The researchers left out factors that would likely worsen hacking damage, thus a real-world hack may require stalling even fewer cars to shut down Manhattan.
“I want to emphasize that we only considered static situations – if roads are blocked or not blocked. In many cases, blocked roads spill over traffic into other roads, which we also did not include. If we were to factor in these other things, the number of cars you’d have to stall would likely drop down significantly,” Yunker said.
The researchers also did not factor in ensuing public panic nor car occupants becoming pedestrians that would further block streets or cause accidents. Nor did they consider hacks that would target cars at locations that maximize trouble.
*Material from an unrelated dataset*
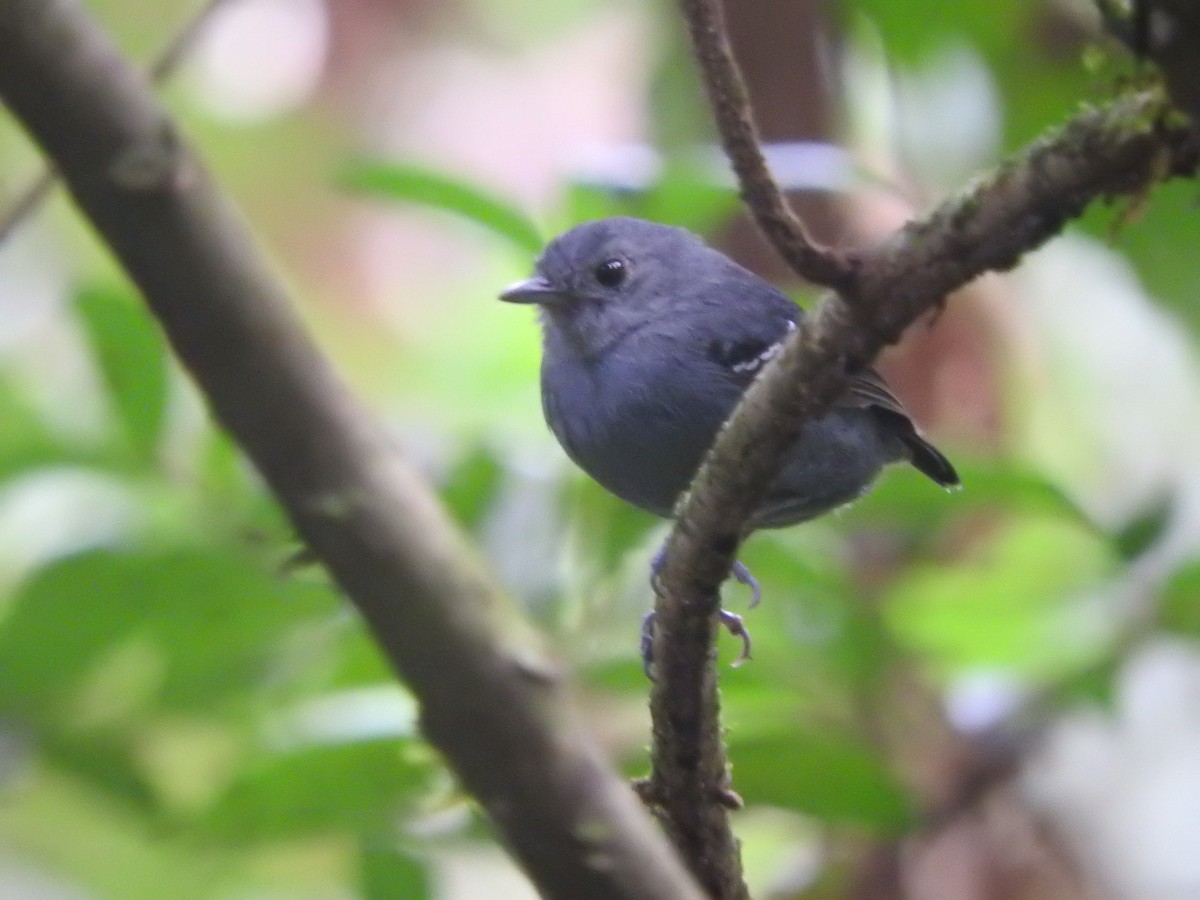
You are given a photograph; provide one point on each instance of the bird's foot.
(741, 575)
(732, 623)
They also stress that they are not cybersecurity experts, nor are they saying anything about the likelihood of someone carrying out such a hack. They simply want to give security experts a calculable idea of the scale of a hack that would shut a city down.
The researchers do have some general ideas of how to reduce the potential damage.
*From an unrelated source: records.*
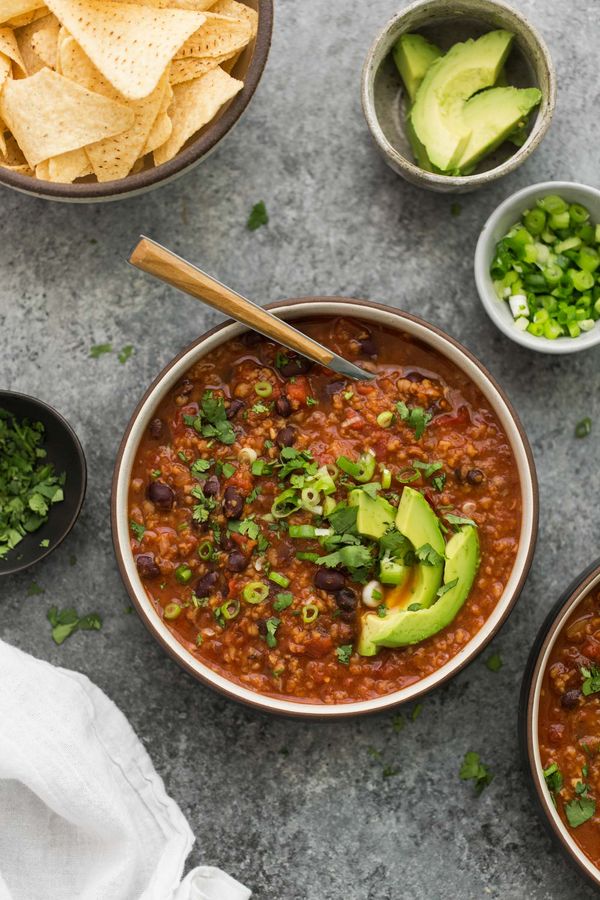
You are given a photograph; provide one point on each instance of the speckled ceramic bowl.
(529, 712)
(248, 68)
(445, 22)
(291, 310)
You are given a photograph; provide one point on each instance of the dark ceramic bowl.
(528, 718)
(65, 452)
(248, 68)
(291, 310)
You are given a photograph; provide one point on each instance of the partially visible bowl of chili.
(241, 465)
(559, 717)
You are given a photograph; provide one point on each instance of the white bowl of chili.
(557, 703)
(274, 664)
(499, 224)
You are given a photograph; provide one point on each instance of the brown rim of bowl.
(159, 175)
(547, 634)
(540, 126)
(340, 709)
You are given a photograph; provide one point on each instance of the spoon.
(156, 260)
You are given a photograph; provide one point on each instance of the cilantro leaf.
(258, 217)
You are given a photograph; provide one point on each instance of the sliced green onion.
(385, 419)
(230, 609)
(172, 611)
(302, 531)
(310, 612)
(183, 574)
(255, 592)
(278, 578)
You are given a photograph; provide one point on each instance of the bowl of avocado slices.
(458, 93)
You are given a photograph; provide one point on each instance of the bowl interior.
(65, 452)
(291, 310)
(501, 220)
(247, 66)
(445, 24)
(550, 632)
“Split up the digital network influencing the cars to make it impossible to access too many cars through one network,” said lead author Skanka Vivek, a postdoctoral researcher in Yunker’s lab. “If you could also make sure that cars next to each other can’t be hacked at the same time that would decrease the risk of them blocking off traffic together.”
Traffic jams as physics
Yunker researches in soft matter physics, which looks at how constituent parts – in this case, connected cars – act as one whole physical phenomenon. The research team analyzed the movements of cars on streets with varying numbers of lanes, including how they get around stalled vehicles and found they could apply a physics approach to what they observed.
“Whether traffic is halted or not can be explained by classic percolation theory used in many different fields of physics and mathematics,” Yunker said.
Percolation theory is often used in materials science to determine if a desirable quality like a specific rigidity will spread throughout a material to make the final product uniformly stable. In this case, stalled cars spread to make formerly flowing streets rigid and stuck.
The shut streets would be only those in which hacked cars have cut off all lanes or in which they have become hindrances that other cars can’t maneuver around and do not include streets where hacked cars still allow traffic flow.
The researchers chose Manhattan for their simulations because a lot of data was available on that city’s traffic patterns.
Also READ: Georgia Tech's cybersecurity researchers tackle the internet of things
The study was coauthored by Skanda Vivek and David Yanni of Georgia Tech and Jesse Silverberg of Multiscale Systems, Inc. Any findings, conclusions, and recommendations are those of the authors.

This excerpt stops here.